Lagrangian of $\phi^4$ theory

Question

How do you derive the Lagrangian for a real scalar field ($\phi^4$ theory)?  I need to do so for spontaneous symmetry breaking. 

This question was asked by user34039 on Physics Stack Exchange but is now deleted there and has been restored from an archive.  

Comments

What do you mean by derive? Do you mean to ask what it's physical interpretation is, and/or why someone would want to study it? - joshphysics  

---

No, I mean to derive it from first principles. - user34039

---

Which first principles? The way this business works is that either you (1) find a system and then determine if it can be well-described by a field theory you care about or (2) you say "let's consider this field theory" and then see if there is a system whose dynamics are governed by it, or perhaps a hybrid of the two. Which of these are you looking for in this context? FYI I'm not the downvoter. - joshphysics    

---

hybrid of the two - user34039

---

I suspect that what you mean is that you have a $Z_2$ symmetric theory $\mathcal{L} = -\frac12 (\partial\phi)^2+\frac12\mu^2\phi^2-\lambda\phi^4 $ and you would like to compute the Lagrangian appropriate for fluctuations about the phase where the $Z_2$ is spontaneously broken. You would want to write $\phi(x,t)=\bar\Phi + \varphi(x,t) $ where $\bar\Phi$ is the minimum of the potential $V\left(\phi\right) = - \frac12\mu^2\phi^2 +\lambda\phi^4  $. You can then plug this decomposition into $\mathcal L$, and keep all the terms that depend on $\varphi$. It's just algebra. - Andrew 

Answer 1

I suspect that what you mean is that you have a $Z_2$ symmetric theory $\mathcal{L} = -\frac12 (\partial\phi)^2+\frac12\mu^2\phi^2-\lambda\phi^4 $ and you would like to compute the Lagrangian appropriate for fluctuations about the phase where the $Z_2$ is spontaneously broken.
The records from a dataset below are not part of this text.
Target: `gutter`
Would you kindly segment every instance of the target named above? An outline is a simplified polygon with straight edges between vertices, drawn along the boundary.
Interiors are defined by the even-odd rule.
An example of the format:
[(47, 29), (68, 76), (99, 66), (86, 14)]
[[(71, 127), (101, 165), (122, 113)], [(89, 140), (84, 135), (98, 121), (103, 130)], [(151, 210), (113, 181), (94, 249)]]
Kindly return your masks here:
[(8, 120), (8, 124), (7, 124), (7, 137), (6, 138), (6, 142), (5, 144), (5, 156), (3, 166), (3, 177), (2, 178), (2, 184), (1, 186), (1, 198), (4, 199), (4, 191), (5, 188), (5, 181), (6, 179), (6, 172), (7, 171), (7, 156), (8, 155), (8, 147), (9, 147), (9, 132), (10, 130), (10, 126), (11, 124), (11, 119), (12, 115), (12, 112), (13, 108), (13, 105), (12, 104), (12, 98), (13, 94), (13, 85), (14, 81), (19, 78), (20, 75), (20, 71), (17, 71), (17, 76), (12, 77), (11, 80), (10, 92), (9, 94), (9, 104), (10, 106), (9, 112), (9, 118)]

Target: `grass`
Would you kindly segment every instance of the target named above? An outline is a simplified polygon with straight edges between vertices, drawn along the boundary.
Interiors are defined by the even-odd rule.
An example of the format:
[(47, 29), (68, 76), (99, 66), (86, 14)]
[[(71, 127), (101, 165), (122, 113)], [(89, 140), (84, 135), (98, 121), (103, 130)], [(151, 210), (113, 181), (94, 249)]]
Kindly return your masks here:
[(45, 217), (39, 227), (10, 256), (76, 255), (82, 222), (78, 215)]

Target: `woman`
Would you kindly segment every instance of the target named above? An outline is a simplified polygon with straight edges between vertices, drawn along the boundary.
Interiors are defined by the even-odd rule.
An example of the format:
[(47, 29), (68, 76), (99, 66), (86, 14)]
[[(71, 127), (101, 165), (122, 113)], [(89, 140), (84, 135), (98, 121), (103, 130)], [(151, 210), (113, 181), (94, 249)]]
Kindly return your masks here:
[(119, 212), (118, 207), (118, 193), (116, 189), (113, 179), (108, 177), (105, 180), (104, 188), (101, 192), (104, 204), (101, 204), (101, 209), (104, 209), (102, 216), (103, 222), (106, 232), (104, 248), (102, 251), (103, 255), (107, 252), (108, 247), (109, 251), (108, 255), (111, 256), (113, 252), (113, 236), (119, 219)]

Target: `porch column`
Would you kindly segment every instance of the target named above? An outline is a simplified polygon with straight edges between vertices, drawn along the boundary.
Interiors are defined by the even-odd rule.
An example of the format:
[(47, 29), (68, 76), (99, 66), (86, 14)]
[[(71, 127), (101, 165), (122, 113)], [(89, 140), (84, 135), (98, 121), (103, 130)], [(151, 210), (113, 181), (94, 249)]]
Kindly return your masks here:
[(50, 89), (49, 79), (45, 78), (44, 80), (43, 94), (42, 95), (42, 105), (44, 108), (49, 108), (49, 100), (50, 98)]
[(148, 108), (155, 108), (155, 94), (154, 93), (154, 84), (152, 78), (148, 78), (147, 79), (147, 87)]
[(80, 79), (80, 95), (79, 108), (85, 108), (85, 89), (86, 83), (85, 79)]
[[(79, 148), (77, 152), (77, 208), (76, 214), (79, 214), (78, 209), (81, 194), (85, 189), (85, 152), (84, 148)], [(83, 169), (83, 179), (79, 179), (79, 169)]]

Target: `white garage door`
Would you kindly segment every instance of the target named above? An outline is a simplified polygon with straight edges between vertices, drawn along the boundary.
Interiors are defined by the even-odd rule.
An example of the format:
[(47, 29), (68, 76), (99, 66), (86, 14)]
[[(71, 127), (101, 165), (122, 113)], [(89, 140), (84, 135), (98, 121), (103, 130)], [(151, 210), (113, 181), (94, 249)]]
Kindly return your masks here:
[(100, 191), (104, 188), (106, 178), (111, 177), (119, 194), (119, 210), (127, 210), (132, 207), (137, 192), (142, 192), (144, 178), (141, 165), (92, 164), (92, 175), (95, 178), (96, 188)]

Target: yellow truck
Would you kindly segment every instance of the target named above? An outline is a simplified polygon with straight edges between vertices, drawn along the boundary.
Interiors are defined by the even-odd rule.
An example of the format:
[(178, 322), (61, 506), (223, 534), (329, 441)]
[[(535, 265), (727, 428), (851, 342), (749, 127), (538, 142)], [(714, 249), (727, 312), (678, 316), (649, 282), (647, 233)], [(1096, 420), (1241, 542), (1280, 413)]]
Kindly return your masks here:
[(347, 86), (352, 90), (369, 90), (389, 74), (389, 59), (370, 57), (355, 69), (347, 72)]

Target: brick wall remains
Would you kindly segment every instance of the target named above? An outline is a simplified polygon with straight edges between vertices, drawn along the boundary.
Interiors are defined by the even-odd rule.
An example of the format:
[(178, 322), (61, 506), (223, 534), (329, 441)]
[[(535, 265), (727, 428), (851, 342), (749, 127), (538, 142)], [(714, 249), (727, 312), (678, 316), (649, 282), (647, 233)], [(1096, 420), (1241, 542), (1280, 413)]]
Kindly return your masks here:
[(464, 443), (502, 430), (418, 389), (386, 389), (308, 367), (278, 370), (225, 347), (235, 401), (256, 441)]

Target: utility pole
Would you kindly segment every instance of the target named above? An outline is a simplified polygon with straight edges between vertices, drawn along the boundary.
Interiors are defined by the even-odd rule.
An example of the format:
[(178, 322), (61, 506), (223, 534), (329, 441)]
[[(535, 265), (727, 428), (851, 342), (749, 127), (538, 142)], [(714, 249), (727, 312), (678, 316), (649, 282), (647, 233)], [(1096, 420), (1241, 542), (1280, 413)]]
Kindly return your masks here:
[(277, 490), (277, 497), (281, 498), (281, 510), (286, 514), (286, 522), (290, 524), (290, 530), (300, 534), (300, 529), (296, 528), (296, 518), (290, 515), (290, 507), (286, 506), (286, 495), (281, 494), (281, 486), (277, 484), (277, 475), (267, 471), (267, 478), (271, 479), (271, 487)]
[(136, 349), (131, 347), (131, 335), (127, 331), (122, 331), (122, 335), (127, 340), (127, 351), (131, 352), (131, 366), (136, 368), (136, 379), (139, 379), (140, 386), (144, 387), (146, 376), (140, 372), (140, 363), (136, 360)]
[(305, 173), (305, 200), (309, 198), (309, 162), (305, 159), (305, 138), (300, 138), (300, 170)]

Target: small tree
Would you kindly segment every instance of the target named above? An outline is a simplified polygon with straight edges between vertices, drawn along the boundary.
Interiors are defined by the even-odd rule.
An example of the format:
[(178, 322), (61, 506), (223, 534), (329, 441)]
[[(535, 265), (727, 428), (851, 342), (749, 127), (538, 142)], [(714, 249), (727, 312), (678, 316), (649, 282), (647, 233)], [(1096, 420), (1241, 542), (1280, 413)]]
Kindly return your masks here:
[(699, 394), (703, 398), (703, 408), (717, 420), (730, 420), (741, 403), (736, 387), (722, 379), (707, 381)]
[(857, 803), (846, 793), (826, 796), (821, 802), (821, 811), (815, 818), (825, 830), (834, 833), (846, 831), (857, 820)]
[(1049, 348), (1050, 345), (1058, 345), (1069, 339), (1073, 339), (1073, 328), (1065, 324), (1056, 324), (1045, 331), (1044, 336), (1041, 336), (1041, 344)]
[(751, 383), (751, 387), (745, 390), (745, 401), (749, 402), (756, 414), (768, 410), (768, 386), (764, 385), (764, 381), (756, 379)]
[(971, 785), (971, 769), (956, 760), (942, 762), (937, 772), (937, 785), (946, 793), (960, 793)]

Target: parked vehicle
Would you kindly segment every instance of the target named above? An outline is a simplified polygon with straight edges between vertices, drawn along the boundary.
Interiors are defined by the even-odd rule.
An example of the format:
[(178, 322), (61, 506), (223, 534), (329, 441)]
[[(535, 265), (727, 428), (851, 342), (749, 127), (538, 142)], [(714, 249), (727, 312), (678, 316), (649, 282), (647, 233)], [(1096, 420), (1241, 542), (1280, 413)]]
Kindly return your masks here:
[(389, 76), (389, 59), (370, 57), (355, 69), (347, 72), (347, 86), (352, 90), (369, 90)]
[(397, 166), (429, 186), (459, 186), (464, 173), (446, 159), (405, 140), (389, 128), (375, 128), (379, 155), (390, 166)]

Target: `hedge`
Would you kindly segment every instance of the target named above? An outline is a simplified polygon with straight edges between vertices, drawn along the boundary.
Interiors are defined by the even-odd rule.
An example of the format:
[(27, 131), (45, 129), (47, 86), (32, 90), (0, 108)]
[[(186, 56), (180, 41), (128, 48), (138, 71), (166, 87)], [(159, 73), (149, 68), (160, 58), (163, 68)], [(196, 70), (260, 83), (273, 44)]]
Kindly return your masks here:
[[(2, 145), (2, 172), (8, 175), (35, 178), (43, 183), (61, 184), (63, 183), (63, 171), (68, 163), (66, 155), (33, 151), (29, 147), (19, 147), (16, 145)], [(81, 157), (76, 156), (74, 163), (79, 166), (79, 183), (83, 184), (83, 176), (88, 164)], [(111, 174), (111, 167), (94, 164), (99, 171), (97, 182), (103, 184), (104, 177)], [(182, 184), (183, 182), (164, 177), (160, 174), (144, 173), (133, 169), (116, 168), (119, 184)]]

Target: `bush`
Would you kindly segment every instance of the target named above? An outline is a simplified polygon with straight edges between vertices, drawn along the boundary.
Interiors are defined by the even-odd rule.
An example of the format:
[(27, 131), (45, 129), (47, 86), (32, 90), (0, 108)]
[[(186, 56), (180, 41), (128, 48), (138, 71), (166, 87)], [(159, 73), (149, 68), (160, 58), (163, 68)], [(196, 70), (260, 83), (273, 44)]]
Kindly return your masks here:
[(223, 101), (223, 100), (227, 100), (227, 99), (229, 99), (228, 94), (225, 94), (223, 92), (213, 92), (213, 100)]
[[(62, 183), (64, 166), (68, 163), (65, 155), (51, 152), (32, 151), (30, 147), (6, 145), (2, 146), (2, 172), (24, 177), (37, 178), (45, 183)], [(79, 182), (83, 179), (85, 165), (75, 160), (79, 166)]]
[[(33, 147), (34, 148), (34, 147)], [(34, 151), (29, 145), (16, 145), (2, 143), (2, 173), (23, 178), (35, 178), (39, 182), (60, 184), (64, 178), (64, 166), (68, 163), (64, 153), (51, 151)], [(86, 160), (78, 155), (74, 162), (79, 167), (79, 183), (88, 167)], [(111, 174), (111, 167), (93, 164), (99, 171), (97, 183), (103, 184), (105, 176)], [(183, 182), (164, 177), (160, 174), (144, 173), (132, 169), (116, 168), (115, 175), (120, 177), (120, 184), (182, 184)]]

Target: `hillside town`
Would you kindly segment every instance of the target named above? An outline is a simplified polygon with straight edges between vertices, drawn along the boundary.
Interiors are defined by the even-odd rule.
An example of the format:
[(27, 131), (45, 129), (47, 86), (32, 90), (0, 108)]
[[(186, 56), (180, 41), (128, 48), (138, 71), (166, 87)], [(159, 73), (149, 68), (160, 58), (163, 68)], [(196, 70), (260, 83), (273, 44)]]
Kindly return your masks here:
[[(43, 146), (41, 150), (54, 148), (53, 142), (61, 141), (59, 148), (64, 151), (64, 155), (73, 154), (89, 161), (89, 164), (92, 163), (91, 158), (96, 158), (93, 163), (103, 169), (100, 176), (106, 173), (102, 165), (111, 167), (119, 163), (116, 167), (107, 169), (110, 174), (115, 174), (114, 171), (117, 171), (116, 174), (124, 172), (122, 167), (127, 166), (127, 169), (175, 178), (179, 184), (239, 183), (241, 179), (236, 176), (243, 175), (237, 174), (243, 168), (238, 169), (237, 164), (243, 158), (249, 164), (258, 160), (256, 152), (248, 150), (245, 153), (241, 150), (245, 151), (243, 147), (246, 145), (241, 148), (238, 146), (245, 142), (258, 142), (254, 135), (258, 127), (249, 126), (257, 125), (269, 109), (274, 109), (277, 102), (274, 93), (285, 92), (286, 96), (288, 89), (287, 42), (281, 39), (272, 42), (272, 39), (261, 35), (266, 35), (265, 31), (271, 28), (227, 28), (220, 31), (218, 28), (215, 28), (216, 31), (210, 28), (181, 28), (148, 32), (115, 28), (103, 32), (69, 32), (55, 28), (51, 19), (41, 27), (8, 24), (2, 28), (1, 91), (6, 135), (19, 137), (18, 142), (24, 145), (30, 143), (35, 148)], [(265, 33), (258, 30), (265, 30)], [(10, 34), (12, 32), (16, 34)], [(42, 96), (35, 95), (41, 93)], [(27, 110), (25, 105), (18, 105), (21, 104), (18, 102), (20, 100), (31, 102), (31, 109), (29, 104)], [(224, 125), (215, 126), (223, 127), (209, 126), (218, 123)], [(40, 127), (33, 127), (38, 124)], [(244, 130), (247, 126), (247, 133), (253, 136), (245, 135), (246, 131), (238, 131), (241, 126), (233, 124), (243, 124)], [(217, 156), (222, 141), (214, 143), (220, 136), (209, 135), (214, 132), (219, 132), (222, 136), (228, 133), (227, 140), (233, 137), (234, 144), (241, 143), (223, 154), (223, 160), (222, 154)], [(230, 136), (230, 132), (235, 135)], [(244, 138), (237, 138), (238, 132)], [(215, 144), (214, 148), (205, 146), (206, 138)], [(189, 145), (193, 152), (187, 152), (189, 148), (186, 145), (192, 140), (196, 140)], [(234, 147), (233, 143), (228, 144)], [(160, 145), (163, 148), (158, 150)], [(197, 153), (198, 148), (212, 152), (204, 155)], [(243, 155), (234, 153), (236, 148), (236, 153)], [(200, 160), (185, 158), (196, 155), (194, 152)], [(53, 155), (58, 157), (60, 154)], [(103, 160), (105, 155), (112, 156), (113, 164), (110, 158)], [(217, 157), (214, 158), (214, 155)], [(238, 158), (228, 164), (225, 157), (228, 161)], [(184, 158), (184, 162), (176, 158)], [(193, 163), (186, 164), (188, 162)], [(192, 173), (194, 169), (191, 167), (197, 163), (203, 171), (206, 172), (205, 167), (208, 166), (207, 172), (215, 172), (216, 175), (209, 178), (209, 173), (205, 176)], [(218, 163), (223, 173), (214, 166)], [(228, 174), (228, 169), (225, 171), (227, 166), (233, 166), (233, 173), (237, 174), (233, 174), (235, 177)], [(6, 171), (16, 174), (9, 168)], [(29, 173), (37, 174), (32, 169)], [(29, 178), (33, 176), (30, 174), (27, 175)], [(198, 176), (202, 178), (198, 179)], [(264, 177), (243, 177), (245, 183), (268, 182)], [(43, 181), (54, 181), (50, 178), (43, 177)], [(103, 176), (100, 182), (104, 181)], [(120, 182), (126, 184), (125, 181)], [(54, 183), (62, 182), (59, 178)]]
You would want to write $\phi(x,t)=\bar\Phi + \varphi(x,t) $ where $\bar\Phi$ is the minimum of the potential $V\left(\phi\right) = - \frac12\mu^2\phi^2 +\lambda\phi^4  $. You can then plug this decomposition into $\mathcal L$, and keep all the terms that depend on $\varphi$. It's just algebra.  

Comments

This answer actually did not exist in the original PSE question, however, Andrew's comment was basically an answer, so I converted it.